我通过ventusff 找到了这个script,它执行优化以找到您调用t 的参数值(在脚本中是u),它给出了样条线上最接近外部点的点.
我在代码下方报告了一些更改,以使您更清楚。我定义了一个等于 0.001 的容差。
优化求解器及其参数值的选择需要一点研究。我现在没有足够的时间来做这件事,但你可以尝试一下。
在这种情况下,SciPy 用于样条生成和评估,但您可以轻松地将其替换为 slipy。优化是使用 SciPy 执行的有趣部分。
import matplotlib.pyplot as plt
import numpy as np
from scipy.interpolate import splprep, splev
from scipy.spatial.distance import euclidean
from scipy.optimize import fmin_bfgs
points_count = 40
phi = np.linspace(0, 2. * np.pi, points_count)

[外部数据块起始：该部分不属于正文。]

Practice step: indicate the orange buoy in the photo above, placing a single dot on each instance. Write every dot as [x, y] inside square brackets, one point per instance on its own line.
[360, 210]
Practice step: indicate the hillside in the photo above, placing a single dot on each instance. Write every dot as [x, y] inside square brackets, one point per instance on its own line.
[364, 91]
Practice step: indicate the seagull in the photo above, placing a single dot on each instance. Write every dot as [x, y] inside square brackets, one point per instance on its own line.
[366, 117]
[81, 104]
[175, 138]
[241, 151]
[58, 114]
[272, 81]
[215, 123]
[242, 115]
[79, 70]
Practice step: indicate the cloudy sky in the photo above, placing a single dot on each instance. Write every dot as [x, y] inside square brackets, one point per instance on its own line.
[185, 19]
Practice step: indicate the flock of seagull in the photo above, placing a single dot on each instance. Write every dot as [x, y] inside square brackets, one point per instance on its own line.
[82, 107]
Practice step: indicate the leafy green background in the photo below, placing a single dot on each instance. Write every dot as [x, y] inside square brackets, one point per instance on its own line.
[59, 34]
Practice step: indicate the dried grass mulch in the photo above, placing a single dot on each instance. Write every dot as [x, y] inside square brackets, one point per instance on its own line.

k = np.linspace(0, 2, points_count)
r = 0.5 + np.cos(phi)
x, y, z = r * np.cos(phi), r * np.sin(phi), k
tck, u = splprep([x, y, z], s=1)
points = splev(u, tck)
idx = np.random.randint(low=0, high=40)
noise = np.random.normal(scale=0.01)
external_point = np.array([points[0][idx], points[1][idx], points[2][idx]]) + noise
def distance_to_point(u_):
s = splev(u_, tck)
return euclidean(external_point, [s[0][0], s[1][0], s[2][0]])
closest_u = fmin_bfgs(distance_to_point, x0=np.array([0.0]), gtol=1e-8)
closest_point = splev(closest_u, tck)
tol = 1e-3
if euclidean(external_point, [closest_point[0][0], closest_point[1][0], closest_point[2][0]]) < tol:
print("The point is very close to the spline.")
ax = plt.figure().add_subplot(projection='3d')
ax.plot(points[0], points[1], points[2], "r-", label="Spline")
ax.plot(external_point[0], external_point[1], external_point[2], "bo", label="External Point")
ax.plot(closest_point[0], closest_point[1], closest_point[2], "go", label="Closest Point")
plt.legend()
plt.show()
该脚本绘制如下图:
并打印以下输出:
Current function value: 0.000941
Iterations: 5
Function evaluations: 75
Gradient evaluations: 32
The point is very close to the spline.